Die Rede, die ich am 18.08.2014 in Leipzig hielt und die im Wesentlichen eine Kritik an der Rezeption der Medien und der Fehleinschätzung der Montagsmahnwachen zu diesem Thema war, geschah vor dem Hintergrund der angenommenen Spaltung der Bewegung. Zu diesem Zeitpunkt gingen ich und andere davon aus, dass sich die Montagsmahnwache in einen Berliner Teil und einen restlichen geteilt hätte. Diese Teilung gab es zwar auf organisatorischer Basis, die Redner, was mir damals verborgen blieb, waren aber offenbar dieselben.

Aus heutiger Sicht ist zu konstatieren, dass diese Spaltung als solches nicht stattgefunden hat und heute immer wieder die Gemeinsamkeit zwischen alter und neuer Friedensbewegung betont wird, ohne auf die vorgebliche Spaltung Bezug zu nehmen.

Es gab bereits mit dem Auftreten der Montagsmahnwachen eine Auseinandersetzung, wie man mit dem neu aufgekommenen Phänomen umgeht und die Frage tauchte auf, ob man nicht offensiver dort auftreten müsse, um dem völkischen und zum Teil antisemitischen bis verschwörungsideologischen Gedankengut und Teilnehmern, die diesem zuzordnen sind, entgegenzutreten. Aufgrund der Orga-Struktur und der bereits damals bekannten, deutlich wahrnehmbaren zentralen Koordinierung aus Berlin, wurde von der Idee Abstand genommen. Der Umgang in wesentlichen Teilen der Zivilgesellschaft beschränkte sich daher auf Ignorieren der Veranstaltung und vereinzelte kritische Teilnahme und Beobachtung.

Der Versuch, Montagsmahnwachen mittels eigener Redebeiträge und Arbeit zu übernehmen und den besorgten Teilnehmer*Innen einen Raum für ihre Sorgen zu schaffen, ohne Verschwörungsfantasien und ohne Antisemitismus und damit sich klar von der zentralen Orga in Berlin zu distanzieren, muss aus heutiger Sicht als gescheitert eingestuft werden.

Es ist nicht gelungen sich von verschwörungsideologischen Vorstellungen zu distanzieren und die Montagsmahnwachen zu einem emanzipatorischen Projekt zu machen. In meiner Rede hatte ich die Voraussetzung dafür selber benannt: eine analytische Auseinandersetzung mit Kapitalismus und militärischen Konflikten, die sich nicht in einer binären Weltsicht erschöpfen darf. Dies ist nicht gelungen. Weder durch eine klare Haltung der Organisatoren, noch durch deutlichen Widerspruch an antisemitischen Äußerungen und Verschwörungsfantasien. Vielmehr wurde ein offener Raum geschaffen, dessen diskursive Grundlagen nicht festgelegt wurden.

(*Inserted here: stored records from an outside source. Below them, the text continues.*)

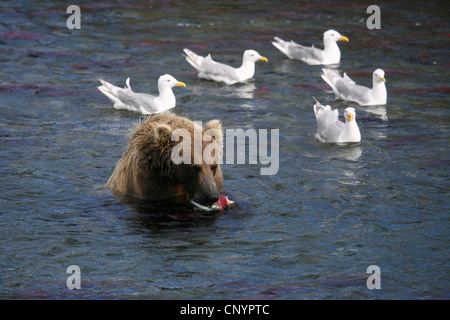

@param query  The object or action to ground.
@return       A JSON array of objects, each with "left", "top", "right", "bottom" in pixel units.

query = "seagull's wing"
[
  {"left": 314, "top": 103, "right": 345, "bottom": 142},
  {"left": 184, "top": 49, "right": 239, "bottom": 84},
  {"left": 272, "top": 37, "right": 323, "bottom": 65},
  {"left": 98, "top": 79, "right": 158, "bottom": 113}
]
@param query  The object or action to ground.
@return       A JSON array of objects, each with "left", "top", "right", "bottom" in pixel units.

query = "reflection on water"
[{"left": 0, "top": 0, "right": 449, "bottom": 299}]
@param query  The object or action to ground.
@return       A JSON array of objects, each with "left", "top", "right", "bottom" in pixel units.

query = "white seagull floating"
[
  {"left": 322, "top": 69, "right": 387, "bottom": 106},
  {"left": 313, "top": 99, "right": 361, "bottom": 143},
  {"left": 98, "top": 74, "right": 186, "bottom": 115},
  {"left": 183, "top": 49, "right": 267, "bottom": 85},
  {"left": 272, "top": 30, "right": 348, "bottom": 65}
]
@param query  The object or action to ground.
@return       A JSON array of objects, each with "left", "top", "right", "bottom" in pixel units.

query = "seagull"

Eine Haltung zu Verschwörungsfantasien, Antisemitismus und gruppenbezogener Menschenfeindlichkeit wurde durch die Organisatoren nicht ausreichend entwickelt und kommuniziert.

Im Rahmen der oben geforderten Auseinandersetzung ist dabei auch mein eigener Redebeitrag einzuordnen, der ebenfalls der oben getroffenen Einschätzung über die Möglichkeit der Kritik der Veranstaltung, durch Teilnahme an der Veranstaltung, unterliegt.

Fazit

Es ist zu konstatieren, dass durch das Fehlen einer klaren Haltung und Teilnahme von langjährigen Friedensaktivisten an den Montagsmahnwachen bestimmte Positionen der gruppenbezogenen Menschenfeindlichkeit etabliert wurden.

Ich zweifle dabei nicht an der Lauterkeit der handelnden Personen der Friedensbewegung aus Leipzig, die in ihrem Antwortbrief auf das Schreiben der Courage Preisträger, selber ihre Zielsetzung benannt haben.

Die vorgebrachte Kritik ist daher keine Kritik an den Gründen des Handelns von Teilen der Friedensbewegung in Leipzig und auch keine Kritik am Versuch Menschen auf der Suche nach Frieden Halt zu geben. Die Kritik entfaltet sich an der vorgenommenen Aufarbeitung und Auseinandersetzung mit dem Geschehenen, die für eine analytische Herangehensweise unabdingbar ist.

Die Auseinandersetzung ist daher ausdrücklich keine persönliche Frage sondern eine strukturelle. Es ist zu bedauern, dass Teile der Friedensbewegung die Kritik an den Montagsmahnwachen und dem eigenen Agieren dabei immer noch kategorisch ablehnen.

Die Einschätzung, dass Verschwörungsfantasien und Einstellungsmuster der gruppenbezogenen Menschenfeindlichkeit durch die Montagsmahnwachen breiteren Raum gefunden haben und damit auch eine Grundlage für die Stärke von LEGIDA geworden sind, lässt sich eben nicht ohne weiteres wegdiskutieren oder ignorieren.